Alan, Rusya’nın doğusundaki Kamçatka Yarımadası’nda meydana gelen 8.8 büyüklüğündeki depreme dikkat çekerek, bu depremin dünyanın son bin yılda gördüğü en büyük depremlerden bir tanesi olduğuna dikkat çekerek, sarsıntının ülkeye ciddi bir etkisi olmadığını anlattı ve Türk halkına depremler konusunda şu çağrıyı yaptı:

“Türkiye maalesef gerek yönetsel, gerek mevzuatsal, gerek idari, gerekse toplum olarak afetler karşısında oldukça kırılgan. Daha geçtiğimiz haftalarda Rusya’nın doğusundaki Kamçatka Yarımadası’nda 8.8 büyüklüğünde deprem meydana geldi. Dünyanın son bin yılda gördüğü büyük depremlerden bir tanesiydi. Yıkıma bakıyorsunuz bizim 6.1 büyüklüğündeki Balıkesir depremindeki yıkımdan daha az. O zaman biz bir şeyi eksik veya hatalı yapıyoruz.
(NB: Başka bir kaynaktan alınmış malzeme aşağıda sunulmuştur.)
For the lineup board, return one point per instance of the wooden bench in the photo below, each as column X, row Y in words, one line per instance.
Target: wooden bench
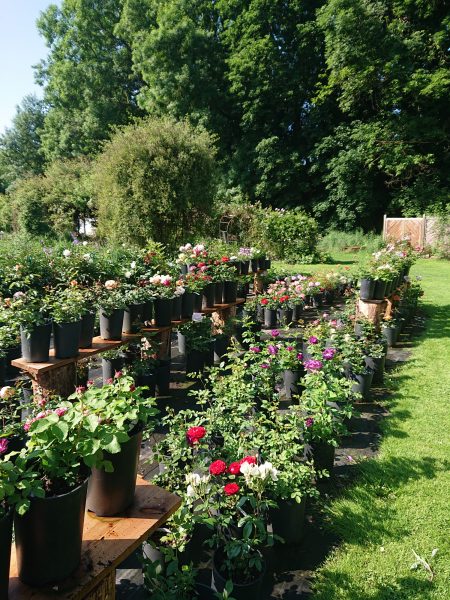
column 107, row 541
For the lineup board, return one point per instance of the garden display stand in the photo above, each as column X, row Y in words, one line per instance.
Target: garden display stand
column 58, row 375
column 107, row 541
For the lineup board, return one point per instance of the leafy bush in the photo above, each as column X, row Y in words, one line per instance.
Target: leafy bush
column 155, row 180
column 336, row 240
column 53, row 203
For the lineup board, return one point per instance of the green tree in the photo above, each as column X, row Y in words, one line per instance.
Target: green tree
column 387, row 69
column 155, row 180
column 88, row 78
column 20, row 145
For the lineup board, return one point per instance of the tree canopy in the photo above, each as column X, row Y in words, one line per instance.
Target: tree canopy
column 338, row 107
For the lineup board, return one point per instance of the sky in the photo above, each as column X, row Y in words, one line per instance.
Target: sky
column 20, row 47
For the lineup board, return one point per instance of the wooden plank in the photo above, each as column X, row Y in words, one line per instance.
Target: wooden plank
column 107, row 541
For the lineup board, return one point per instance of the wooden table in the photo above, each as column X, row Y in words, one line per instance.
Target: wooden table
column 107, row 541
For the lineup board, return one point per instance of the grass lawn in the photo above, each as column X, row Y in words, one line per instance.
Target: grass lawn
column 400, row 501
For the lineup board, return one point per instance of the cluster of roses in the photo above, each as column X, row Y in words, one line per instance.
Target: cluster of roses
column 220, row 467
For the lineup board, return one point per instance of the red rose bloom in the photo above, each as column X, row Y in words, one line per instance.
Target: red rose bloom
column 218, row 467
column 250, row 459
column 195, row 434
column 230, row 489
column 234, row 468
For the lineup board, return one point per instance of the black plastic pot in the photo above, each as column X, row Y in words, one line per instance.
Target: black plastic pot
column 229, row 292
column 208, row 295
column 291, row 383
column 147, row 313
column 377, row 367
column 87, row 330
column 111, row 325
column 362, row 383
column 48, row 537
column 2, row 370
column 270, row 317
column 36, row 344
column 163, row 378
column 288, row 520
column 66, row 337
column 323, row 456
column 367, row 288
column 176, row 308
column 111, row 493
column 5, row 552
column 187, row 305
column 198, row 302
column 11, row 354
column 221, row 345
column 148, row 380
column 390, row 334
column 195, row 360
column 297, row 312
column 218, row 292
column 163, row 311
column 181, row 343
column 133, row 318
column 379, row 289
column 285, row 316
column 110, row 366
column 247, row 591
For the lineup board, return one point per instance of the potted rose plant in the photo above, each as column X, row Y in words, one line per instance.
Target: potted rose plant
column 118, row 412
Türkiye’nin en önemli sorununun afetlere karşı yönetsel yapısındaki eksiklikler olduğunun altını çizen Alan, yaşanan afetlerin ardından bu alana büyük kaynakların aktarıldığını ve buna rağmen bir Afet Bakanlığı’nın olmadığından yakındı. Afetlerin süreklilik, bilgi ve tecrübe isteyen, aynı zamanda bilgiyi bir kuşak sonrasına aktarabilen bir yönetsel yapıda olmasının zorunluluğuna da dikkat çeken Jeoloji Mühendisleri Odası Başkanı Hüseyin Alan, böyle bir yönetsel yapı eksikliği olduğunu söyledi ve ekledi:

“Yerel idarelerde Deprem Daire Başkanlıklarının kurulması şurada bir veya bir buçuk yıl. Birçoğu hala kurmadı. Kurulanların çalıştırdığı personel ya da daire başkanı olarak atanan kişinin afetlerle alakası yok. Sıfır bilgi, sıfır! Bir ya da iki yerden bahsetmiyorum. Yüzde 90’ı böyle. İstanbul’da da Ankara’da da İzmir’de de böyle. Yerel idareler bu şekilde. Merkezi idarenin yaptıkları da çok eksik veya yetersiz. Demek ki bu idare yapımızı gözden geçireceğiz. Herkes Japonya’yı örnek gösteriyor. Japonya’da bir devlet bakanlığı sadece afetlere bakıyor. Kaç yıl önce kurmuşlar biliyor musunuz? 50 yıl önce! Bu ülkenin bir Afet Bakanlığı’na, Afet ve Acil Durum ve İklim Değişikliği Bakanlığı’na ihtiyacı var.”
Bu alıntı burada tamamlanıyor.